Before discussing the preservation of digital maps I would like to explain some general points about preserving any digital material. The wide range of different digital products and their special characteristics impose a great challenge to libraries. The file formats, software needed to render the publication, and hardware requirements are developing rapidly and this means obsolete environments for older digital materials. The fast moving computer technology is providing new updated software and "improvements" all the time. This development is leaving a trace of obsolete systems, formats and above all the documents that we used in these obsolete environments. The computer industry that is creating today's digital world is also erasing yesterday's digital world.
Preserving the bits, the bit stream of any digital document, is quite easy because we are able to make perfect copies of the original product (if they are not copy-protected). However bits are the same for every file format, we cannot tell whether a certain bit stream is for text, images, a few musical notes, or geo-data without interpreting the bits with the right software and environment. We cannot say that we have preserved something for the future, unless we can render and use the preserved object in the future. These aspects suggest that documentation and metadata will be a key issue when handling and administering large amounts of digital data.
In addition to metadata we will need some guidelines how to keep these publications "alive" during time. The current methods or strategies for preservation are migration and emulation. Under the concept "migration" we can put copying and conversion of the data. We might need to refresh our documents and copy them to a new medium, from CD-R to DVD-R, or we might find a certain file format unsupported and convert the document to a current file format. We migrate the data to keep it alive for future scholars. We can rely on standards even though it is known that one can find many standards for one single problem and that new standards will replace current ones.
It is to be expected that in some cases we might find that migrating the publication will lose some of the characteristics of that particular document. For example, a CD-ROM with interaction and multimedia is difficult to migrate to another environment without losing the original feel and serious effort to rewrite the source code. Emulating the older environment in the current computer platform will probably give us the same look and feel of the original CD-ROM. Emulation is the computer science approach to preservation and it might prove itself as a useful strategy. Both these major strategies have pros and cons. They are both likely to be used in a "memory organisation" which is trying to preserve digital documents. The metadata with technical, provenance, context and processing information will help us in the preservation and rendering of these documents or at least provide some backup information for the digital archaeologists of the future.

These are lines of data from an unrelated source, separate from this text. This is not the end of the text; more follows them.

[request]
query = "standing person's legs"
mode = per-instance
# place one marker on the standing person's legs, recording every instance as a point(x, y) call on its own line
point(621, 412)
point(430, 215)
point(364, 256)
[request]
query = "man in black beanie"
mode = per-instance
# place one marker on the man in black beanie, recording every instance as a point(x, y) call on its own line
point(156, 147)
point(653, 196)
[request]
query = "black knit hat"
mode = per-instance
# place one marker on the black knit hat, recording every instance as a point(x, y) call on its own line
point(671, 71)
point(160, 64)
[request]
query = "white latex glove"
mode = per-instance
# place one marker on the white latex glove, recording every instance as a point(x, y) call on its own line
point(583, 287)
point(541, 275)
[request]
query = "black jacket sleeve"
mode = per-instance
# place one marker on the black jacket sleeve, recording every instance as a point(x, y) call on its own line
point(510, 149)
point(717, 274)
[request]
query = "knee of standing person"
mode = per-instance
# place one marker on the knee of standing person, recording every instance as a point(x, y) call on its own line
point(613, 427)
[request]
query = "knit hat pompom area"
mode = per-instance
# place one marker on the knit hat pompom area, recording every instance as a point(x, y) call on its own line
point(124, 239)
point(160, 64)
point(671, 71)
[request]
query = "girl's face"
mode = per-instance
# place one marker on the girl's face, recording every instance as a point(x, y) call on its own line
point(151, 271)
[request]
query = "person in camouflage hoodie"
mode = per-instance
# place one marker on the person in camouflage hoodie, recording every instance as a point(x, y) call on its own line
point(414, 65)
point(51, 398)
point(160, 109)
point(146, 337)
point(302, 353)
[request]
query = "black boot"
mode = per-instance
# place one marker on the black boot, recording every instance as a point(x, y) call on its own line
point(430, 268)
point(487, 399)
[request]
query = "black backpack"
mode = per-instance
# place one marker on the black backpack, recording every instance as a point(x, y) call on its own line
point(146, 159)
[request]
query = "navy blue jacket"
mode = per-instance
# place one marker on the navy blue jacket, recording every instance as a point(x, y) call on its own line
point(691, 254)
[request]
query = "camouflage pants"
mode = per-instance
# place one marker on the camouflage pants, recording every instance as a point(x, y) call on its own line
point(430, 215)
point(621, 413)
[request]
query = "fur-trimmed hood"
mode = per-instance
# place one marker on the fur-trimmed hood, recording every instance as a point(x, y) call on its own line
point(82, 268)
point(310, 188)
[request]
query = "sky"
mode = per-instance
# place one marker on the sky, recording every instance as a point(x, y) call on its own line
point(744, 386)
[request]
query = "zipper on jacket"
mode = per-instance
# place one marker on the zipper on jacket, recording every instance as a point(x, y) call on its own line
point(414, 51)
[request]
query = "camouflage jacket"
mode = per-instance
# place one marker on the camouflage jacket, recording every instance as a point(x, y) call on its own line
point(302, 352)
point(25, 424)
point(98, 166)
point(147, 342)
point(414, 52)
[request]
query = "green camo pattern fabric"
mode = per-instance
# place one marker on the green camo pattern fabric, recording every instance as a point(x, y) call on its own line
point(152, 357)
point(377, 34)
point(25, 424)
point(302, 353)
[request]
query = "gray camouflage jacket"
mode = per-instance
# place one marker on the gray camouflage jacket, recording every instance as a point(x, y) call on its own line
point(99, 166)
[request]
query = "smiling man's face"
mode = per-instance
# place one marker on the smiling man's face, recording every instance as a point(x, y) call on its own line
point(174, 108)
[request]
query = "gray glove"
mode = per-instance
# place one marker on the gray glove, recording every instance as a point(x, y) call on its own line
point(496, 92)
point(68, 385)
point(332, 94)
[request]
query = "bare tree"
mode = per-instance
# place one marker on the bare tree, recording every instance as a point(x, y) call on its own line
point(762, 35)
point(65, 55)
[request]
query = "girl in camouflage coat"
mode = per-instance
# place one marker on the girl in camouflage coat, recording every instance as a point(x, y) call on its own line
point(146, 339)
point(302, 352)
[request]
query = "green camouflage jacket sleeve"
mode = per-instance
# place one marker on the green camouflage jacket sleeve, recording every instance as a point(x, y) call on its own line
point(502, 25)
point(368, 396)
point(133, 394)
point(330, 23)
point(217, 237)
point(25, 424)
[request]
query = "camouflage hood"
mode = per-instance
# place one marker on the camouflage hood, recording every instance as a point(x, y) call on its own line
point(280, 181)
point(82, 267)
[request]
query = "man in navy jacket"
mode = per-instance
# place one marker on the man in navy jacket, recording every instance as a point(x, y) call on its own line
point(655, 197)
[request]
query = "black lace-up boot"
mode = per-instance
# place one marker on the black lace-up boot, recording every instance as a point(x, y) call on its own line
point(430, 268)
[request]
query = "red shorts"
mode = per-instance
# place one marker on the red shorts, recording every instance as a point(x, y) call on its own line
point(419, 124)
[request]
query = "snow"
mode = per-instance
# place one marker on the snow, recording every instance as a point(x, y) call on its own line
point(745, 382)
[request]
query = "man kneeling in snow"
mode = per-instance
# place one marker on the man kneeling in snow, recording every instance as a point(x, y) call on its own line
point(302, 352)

Preserving digital documents is also an organisational problem. The long-term planning is left to the libraries, archives and museums. Publishers are not so much interested in preserving their publications for the future, even though for some materials there might be a market in the future. The amount of digital data is growing so fast that it is hard to keep up with preservation. Who or what organisation should do this work, how will they have proper funding, expertise and continuity? There is always the question of what to preserve. What selection guidelines we should follow? These questions are central and one way of looking at these problems is to turn to libraries and to legal deposit.

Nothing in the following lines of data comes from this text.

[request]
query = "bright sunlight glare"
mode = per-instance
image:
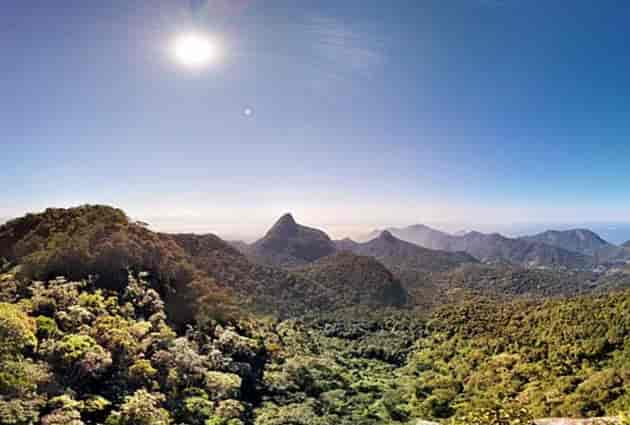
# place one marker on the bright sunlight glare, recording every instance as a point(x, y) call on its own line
point(196, 50)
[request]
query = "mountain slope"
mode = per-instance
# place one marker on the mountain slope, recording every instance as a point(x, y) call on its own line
point(398, 254)
point(582, 241)
point(189, 271)
point(494, 247)
point(356, 280)
point(289, 244)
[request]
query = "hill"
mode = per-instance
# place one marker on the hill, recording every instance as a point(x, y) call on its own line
point(356, 280)
point(191, 272)
point(494, 248)
point(582, 241)
point(289, 244)
point(398, 254)
point(507, 281)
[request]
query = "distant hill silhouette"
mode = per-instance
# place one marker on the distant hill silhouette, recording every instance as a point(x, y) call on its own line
point(583, 241)
point(494, 248)
point(356, 280)
point(289, 244)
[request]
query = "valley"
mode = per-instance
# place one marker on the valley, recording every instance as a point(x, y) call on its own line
point(107, 322)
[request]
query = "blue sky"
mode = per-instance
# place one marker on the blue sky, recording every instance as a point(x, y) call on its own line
point(365, 113)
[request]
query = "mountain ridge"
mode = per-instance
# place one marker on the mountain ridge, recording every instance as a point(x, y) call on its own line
point(493, 247)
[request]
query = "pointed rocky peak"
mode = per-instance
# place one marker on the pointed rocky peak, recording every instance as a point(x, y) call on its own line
point(387, 236)
point(286, 226)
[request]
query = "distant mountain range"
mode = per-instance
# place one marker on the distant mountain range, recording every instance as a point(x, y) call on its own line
point(582, 241)
point(398, 254)
point(494, 248)
point(288, 244)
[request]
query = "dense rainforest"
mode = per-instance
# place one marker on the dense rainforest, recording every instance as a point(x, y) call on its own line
point(105, 322)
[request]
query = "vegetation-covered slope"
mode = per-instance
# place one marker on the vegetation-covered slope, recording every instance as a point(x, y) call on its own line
point(289, 244)
point(356, 280)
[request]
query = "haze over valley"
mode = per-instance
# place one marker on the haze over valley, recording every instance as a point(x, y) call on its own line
point(280, 212)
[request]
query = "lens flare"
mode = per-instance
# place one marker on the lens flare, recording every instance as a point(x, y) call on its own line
point(196, 50)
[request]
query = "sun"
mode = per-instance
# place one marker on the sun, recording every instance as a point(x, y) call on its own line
point(196, 50)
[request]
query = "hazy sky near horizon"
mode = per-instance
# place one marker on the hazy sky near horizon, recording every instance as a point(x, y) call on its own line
point(366, 113)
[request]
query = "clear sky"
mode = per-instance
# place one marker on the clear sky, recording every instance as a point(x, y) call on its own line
point(365, 113)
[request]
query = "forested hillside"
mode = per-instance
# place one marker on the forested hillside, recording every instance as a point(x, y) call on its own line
point(104, 322)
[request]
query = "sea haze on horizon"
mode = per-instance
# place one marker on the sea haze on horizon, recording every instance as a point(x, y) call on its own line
point(353, 115)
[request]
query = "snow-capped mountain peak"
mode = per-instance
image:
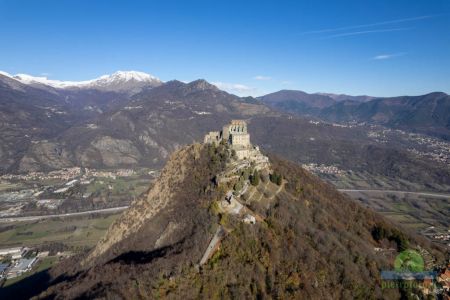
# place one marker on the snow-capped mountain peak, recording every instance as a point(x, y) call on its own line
point(118, 81)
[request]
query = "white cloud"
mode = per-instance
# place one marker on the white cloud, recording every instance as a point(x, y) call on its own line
point(236, 88)
point(365, 32)
point(387, 56)
point(371, 24)
point(261, 77)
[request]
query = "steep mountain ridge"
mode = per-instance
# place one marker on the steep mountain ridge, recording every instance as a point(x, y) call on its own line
point(427, 114)
point(310, 241)
point(120, 81)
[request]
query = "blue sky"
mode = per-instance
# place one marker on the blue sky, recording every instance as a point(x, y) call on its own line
point(380, 48)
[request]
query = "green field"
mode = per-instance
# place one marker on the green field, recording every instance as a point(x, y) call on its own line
point(42, 264)
point(74, 231)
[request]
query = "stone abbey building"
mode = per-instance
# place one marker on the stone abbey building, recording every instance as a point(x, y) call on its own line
point(236, 135)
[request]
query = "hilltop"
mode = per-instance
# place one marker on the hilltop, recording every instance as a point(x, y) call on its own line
point(215, 225)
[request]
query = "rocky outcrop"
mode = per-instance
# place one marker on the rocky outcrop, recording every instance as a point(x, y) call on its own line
point(158, 198)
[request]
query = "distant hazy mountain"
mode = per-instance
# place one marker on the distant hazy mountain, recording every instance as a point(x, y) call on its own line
point(343, 97)
point(45, 129)
point(310, 242)
point(120, 81)
point(428, 114)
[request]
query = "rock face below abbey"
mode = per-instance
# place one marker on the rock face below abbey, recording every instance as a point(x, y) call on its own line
point(223, 221)
point(234, 134)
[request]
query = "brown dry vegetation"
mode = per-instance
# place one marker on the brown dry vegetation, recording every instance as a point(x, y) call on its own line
point(314, 243)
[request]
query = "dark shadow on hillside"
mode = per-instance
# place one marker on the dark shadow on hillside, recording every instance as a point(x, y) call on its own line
point(27, 287)
point(140, 257)
point(32, 286)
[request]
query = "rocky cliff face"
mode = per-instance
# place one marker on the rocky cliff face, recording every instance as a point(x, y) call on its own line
point(151, 207)
point(306, 240)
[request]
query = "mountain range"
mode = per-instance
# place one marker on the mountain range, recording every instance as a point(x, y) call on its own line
point(309, 241)
point(45, 128)
point(429, 114)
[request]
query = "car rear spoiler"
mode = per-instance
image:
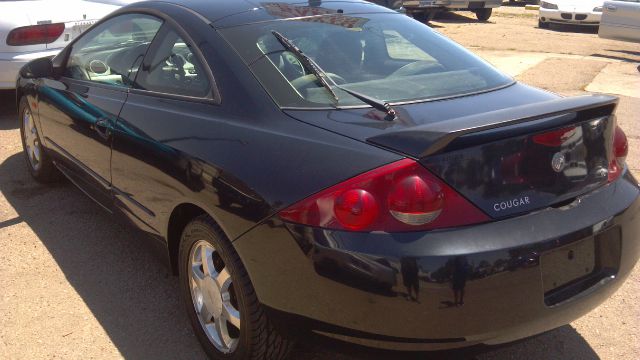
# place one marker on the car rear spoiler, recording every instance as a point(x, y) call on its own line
point(429, 139)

The revision work is still going on for the new legal deposit act in Finland. In several countries this has already been done. Hopefully we will have the new law operational by 2004. The main new concern for the Finnish legal deposit libraries is the inclusion of digital publications. The digital publications are considered to be important materials for future researchers. Off-line products as well as the Finnish on-line (Internet) publications are to be collected, catalogued, preserved and put to scholarly use inside the premises of our six legal deposit libraries. This applies of course to the different types of digital maps. The draft for the new national copyright act has some statutes that enable this depositing.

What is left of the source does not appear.